Solo — Teater Akar Solo menggelar pentas monolog berjudul Nyi Sulastri di Teater Arena, Taman Budaya Jawa Tengah (TBJT), Kentingan, Jebres, Selasa (23/4) malam. Naskah karya Gigok Anuraga tersebut dipentaskan dengan dua pemeran.
Pementasan monolog berbahasa Jawa yang digelar untuk merayakan ulang tahun Teater Surakarta (Tera) ke-30 ini berkisah tentang sosok Sulastri, anak pelacur yang mengalami berbagai pergumulan hidup. Mulai dari dikhianati kekasih sampai menemukan keadaan yang terpuruk secara ekonomi. Namun, Sulastri dalam kisah ini digambarkan memiliki tekad kuat untuk memperbaiki nasibnya, meskipun terpaksa meninggalkan kekasih keduanya, Sumarno.
Penulis naskah, Gigok Anuraga mengatakan, pementasan yang disutradarai Yogiswara Manitis Aji ini tak sekadar mengangkat tentang kesetaraan gender, tapi juga menekankan kepada sisi kodratiah naluri sosok perempuan yang juga merindukan pasangan, berkeluarga dan memiliki anak.
“Jadi tetap kita kembalikan kepada kodratnya, bahwa secara naluri, sosok perempuan juga memiliki kerinduan untuk memiliki pasangan hidup, membina rumah tangga, mempunyai anak,” terang Gigok, teaterawan Teater Tera ini.

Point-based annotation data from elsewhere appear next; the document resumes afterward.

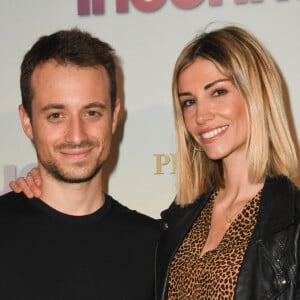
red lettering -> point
(122, 6)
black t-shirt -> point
(45, 254)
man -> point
(74, 242)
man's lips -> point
(76, 153)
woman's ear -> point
(26, 122)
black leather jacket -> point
(270, 269)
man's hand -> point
(31, 185)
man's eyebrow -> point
(96, 105)
(53, 106)
(206, 87)
(62, 106)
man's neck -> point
(76, 199)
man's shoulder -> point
(130, 216)
(11, 198)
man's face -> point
(72, 121)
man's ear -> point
(26, 122)
(115, 115)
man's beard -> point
(55, 170)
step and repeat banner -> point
(148, 36)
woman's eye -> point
(219, 92)
(187, 103)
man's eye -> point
(219, 92)
(55, 116)
(187, 103)
(93, 113)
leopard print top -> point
(214, 275)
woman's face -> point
(214, 111)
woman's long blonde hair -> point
(245, 61)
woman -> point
(240, 239)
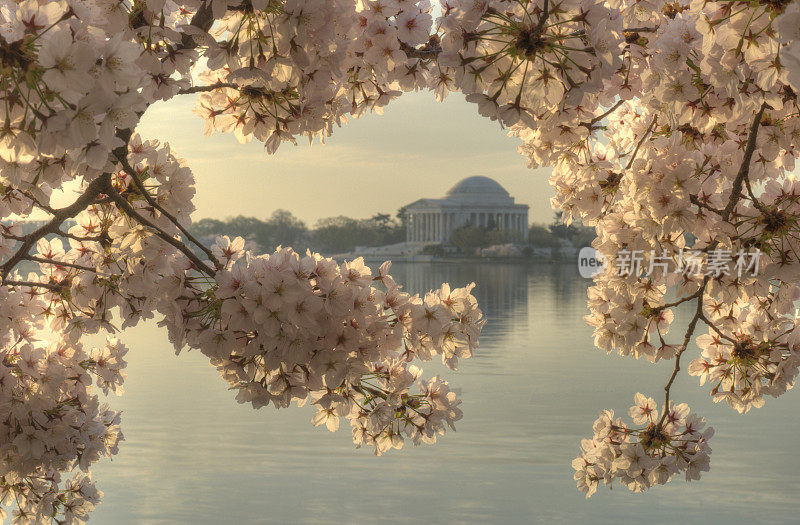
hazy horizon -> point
(376, 164)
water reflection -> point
(193, 455)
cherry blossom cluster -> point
(693, 154)
(527, 61)
(278, 327)
(283, 328)
(289, 68)
(52, 422)
(671, 127)
(650, 452)
(747, 356)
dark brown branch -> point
(54, 262)
(32, 284)
(544, 16)
(202, 19)
(598, 118)
(641, 141)
(150, 200)
(125, 206)
(59, 216)
(697, 202)
(744, 169)
(687, 337)
(210, 87)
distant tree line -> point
(554, 236)
(343, 234)
(329, 235)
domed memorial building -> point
(475, 201)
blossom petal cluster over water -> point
(670, 126)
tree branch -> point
(744, 169)
(59, 216)
(54, 262)
(687, 337)
(641, 141)
(125, 206)
(31, 284)
(210, 87)
(138, 183)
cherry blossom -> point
(670, 127)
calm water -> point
(193, 455)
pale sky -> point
(376, 164)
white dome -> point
(479, 191)
(477, 185)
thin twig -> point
(744, 169)
(59, 216)
(138, 183)
(123, 204)
(641, 141)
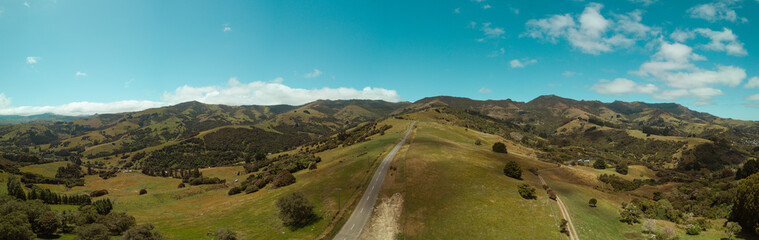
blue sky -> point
(86, 57)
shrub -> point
(142, 232)
(93, 231)
(599, 164)
(692, 229)
(513, 170)
(234, 190)
(622, 168)
(251, 189)
(527, 191)
(98, 193)
(282, 179)
(103, 206)
(499, 147)
(224, 234)
(15, 225)
(295, 210)
(48, 223)
(592, 202)
(117, 222)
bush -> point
(117, 222)
(251, 189)
(295, 210)
(513, 170)
(599, 164)
(692, 229)
(622, 168)
(93, 231)
(282, 179)
(224, 234)
(15, 225)
(142, 232)
(98, 193)
(103, 206)
(48, 223)
(499, 147)
(234, 190)
(527, 191)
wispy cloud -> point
(716, 11)
(32, 60)
(485, 90)
(592, 33)
(235, 93)
(516, 63)
(313, 74)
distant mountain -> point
(661, 134)
(47, 117)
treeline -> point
(347, 138)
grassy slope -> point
(454, 189)
(191, 212)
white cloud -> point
(715, 11)
(621, 86)
(682, 35)
(497, 53)
(4, 101)
(645, 2)
(516, 63)
(754, 97)
(492, 32)
(313, 74)
(269, 93)
(592, 33)
(723, 41)
(32, 60)
(752, 83)
(236, 93)
(702, 95)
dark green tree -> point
(513, 170)
(15, 226)
(142, 232)
(527, 191)
(224, 234)
(15, 189)
(746, 203)
(103, 206)
(499, 147)
(295, 210)
(48, 223)
(622, 168)
(599, 164)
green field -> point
(454, 189)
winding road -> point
(360, 216)
(565, 213)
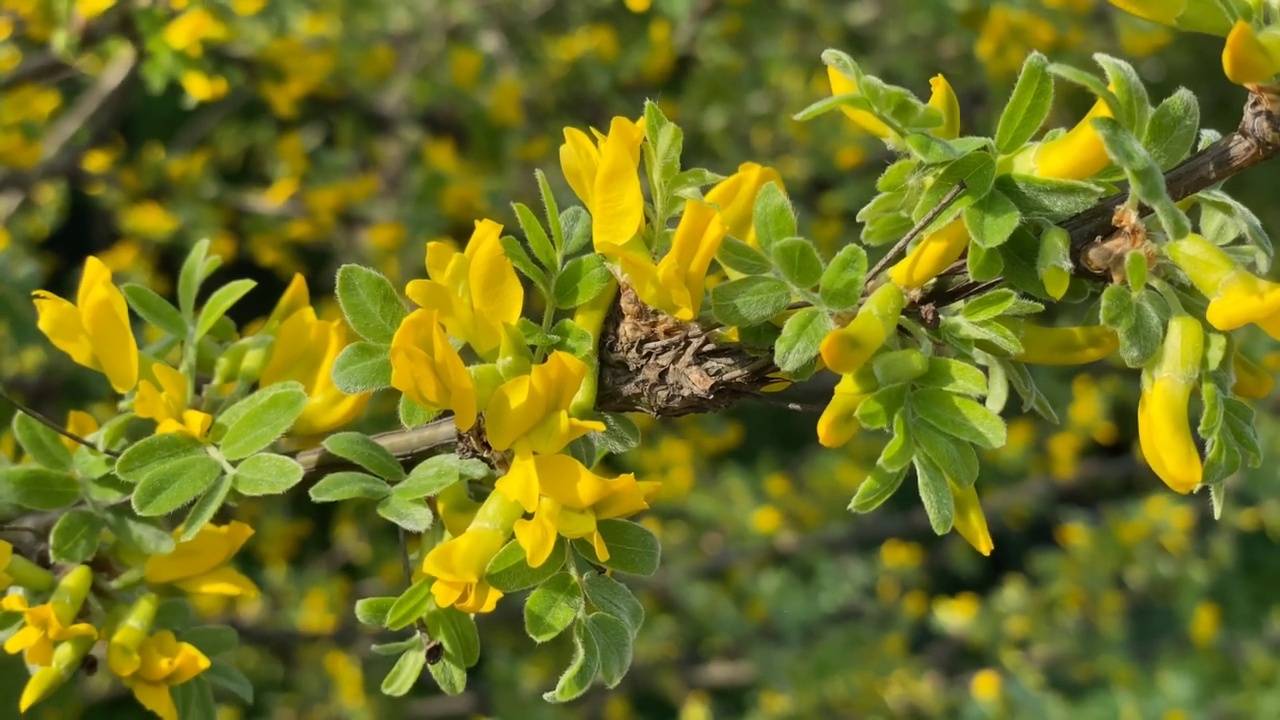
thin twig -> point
(50, 424)
(917, 229)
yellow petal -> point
(945, 100)
(1246, 59)
(1077, 155)
(931, 256)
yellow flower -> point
(572, 500)
(837, 423)
(50, 623)
(848, 349)
(187, 32)
(845, 85)
(1164, 431)
(1252, 381)
(677, 283)
(475, 291)
(735, 196)
(942, 98)
(1251, 57)
(530, 413)
(1063, 346)
(200, 565)
(969, 519)
(1079, 153)
(95, 331)
(304, 351)
(168, 405)
(429, 370)
(1237, 297)
(458, 568)
(164, 662)
(606, 180)
(931, 256)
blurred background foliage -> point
(305, 133)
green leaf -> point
(991, 219)
(1118, 308)
(878, 409)
(439, 472)
(191, 276)
(154, 309)
(365, 451)
(775, 219)
(632, 548)
(204, 509)
(749, 301)
(551, 209)
(414, 515)
(552, 606)
(266, 474)
(137, 534)
(621, 434)
(348, 486)
(362, 367)
(456, 632)
(977, 171)
(211, 639)
(1142, 338)
(1028, 105)
(577, 228)
(76, 537)
(414, 415)
(406, 671)
(510, 570)
(536, 236)
(1129, 90)
(260, 419)
(154, 454)
(798, 261)
(741, 258)
(515, 251)
(1171, 131)
(988, 305)
(42, 443)
(801, 338)
(1048, 199)
(219, 302)
(174, 484)
(956, 456)
(37, 488)
(844, 279)
(410, 605)
(581, 281)
(935, 493)
(583, 669)
(954, 376)
(370, 302)
(959, 417)
(231, 679)
(880, 484)
(374, 610)
(615, 598)
(613, 641)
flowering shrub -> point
(517, 361)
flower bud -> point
(848, 349)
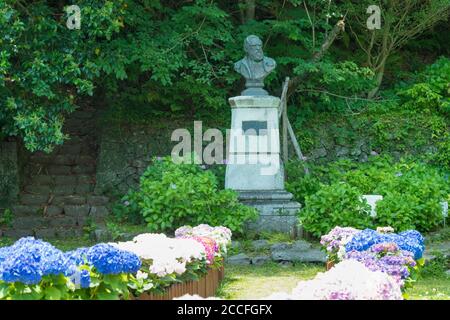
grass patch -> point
(430, 288)
(255, 282)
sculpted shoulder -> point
(269, 63)
(241, 67)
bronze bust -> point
(254, 67)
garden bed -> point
(205, 287)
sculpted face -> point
(253, 48)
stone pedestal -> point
(254, 167)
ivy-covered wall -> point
(9, 172)
(124, 153)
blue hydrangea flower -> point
(85, 279)
(410, 240)
(28, 260)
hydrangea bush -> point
(398, 255)
(348, 280)
(34, 269)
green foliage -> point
(412, 192)
(333, 205)
(412, 198)
(172, 195)
(6, 218)
(432, 93)
(44, 65)
(435, 268)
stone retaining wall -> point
(9, 173)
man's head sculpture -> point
(254, 67)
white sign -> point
(372, 200)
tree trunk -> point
(338, 28)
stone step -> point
(24, 210)
(18, 233)
(30, 223)
(84, 169)
(74, 149)
(58, 180)
(33, 199)
(97, 200)
(38, 189)
(68, 200)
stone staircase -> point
(58, 199)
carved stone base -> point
(277, 211)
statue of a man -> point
(254, 67)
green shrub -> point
(432, 93)
(333, 205)
(412, 192)
(172, 195)
(412, 200)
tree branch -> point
(338, 28)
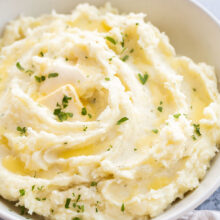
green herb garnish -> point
(112, 40)
(68, 200)
(122, 120)
(160, 108)
(41, 54)
(23, 131)
(40, 79)
(155, 131)
(22, 192)
(18, 65)
(194, 137)
(93, 183)
(52, 75)
(143, 79)
(125, 58)
(197, 129)
(84, 111)
(176, 115)
(62, 116)
(122, 207)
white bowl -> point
(193, 31)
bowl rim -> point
(10, 215)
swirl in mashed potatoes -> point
(99, 119)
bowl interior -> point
(192, 31)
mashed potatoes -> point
(99, 117)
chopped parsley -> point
(155, 131)
(84, 111)
(52, 75)
(40, 79)
(78, 198)
(41, 54)
(22, 192)
(112, 40)
(40, 188)
(194, 137)
(123, 42)
(122, 207)
(93, 183)
(23, 131)
(68, 200)
(176, 116)
(160, 108)
(110, 147)
(22, 210)
(66, 100)
(125, 58)
(122, 120)
(62, 116)
(197, 129)
(143, 79)
(18, 65)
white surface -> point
(211, 5)
(192, 32)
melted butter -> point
(197, 106)
(84, 23)
(159, 182)
(15, 165)
(83, 151)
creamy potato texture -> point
(100, 119)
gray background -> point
(213, 203)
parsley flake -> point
(197, 129)
(62, 116)
(176, 116)
(68, 200)
(18, 65)
(84, 111)
(93, 183)
(112, 40)
(52, 75)
(122, 207)
(41, 54)
(143, 79)
(23, 131)
(22, 192)
(40, 79)
(160, 108)
(122, 120)
(125, 58)
(155, 131)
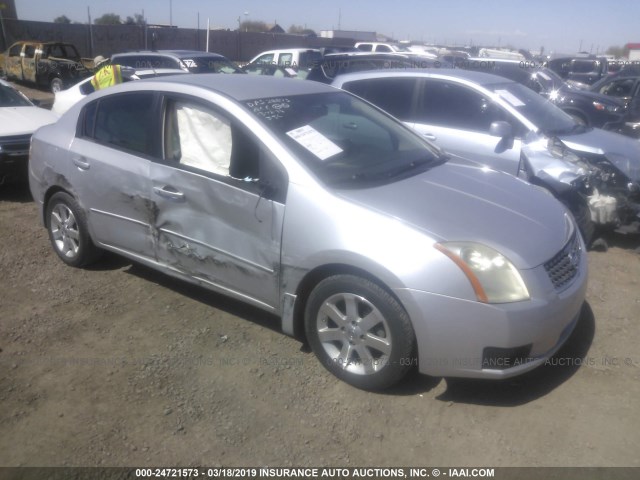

Berbeda dengan yang dipentaskan tahun-tahun sebelumnya oleh teater Tera, lakon Nyi Sulastri versi penyajian Teater Akar ini membungkusnya dengan kekuatan visual sugestif oleh pembatas ruang dalam bingkai dan arsitektural instalasi garapan Jagad Aji, serta iringan musik garapan Respati Galang Swastika Aji yang cenderung mendayu. Romantisme cukup lama dieksplor.
Heroisme sosok Sulastri menjelang akhir pertunjukan diluluhkan kembali dengan adegan kembalinya Sumarno yang juga sudah bernasib mujur. Meskipun demikian, pementasan ini meneror penonton dengan ditangkapnya Sumarno lantaran terseret kasus Narkoba.
Selebihnya sunyi, di antara remang cahaya, Sulastri membatik. Dia merasakan seperti ada pintu yang dibuka.
“Sapa kuwi? Lawange ora tak kunci! Mlebua! (Siapa itu? Pintu tidak ku kunci, masuklah),” kira-kira begitu kata Sulastri.
Lighting black out. Pertunjukan usai.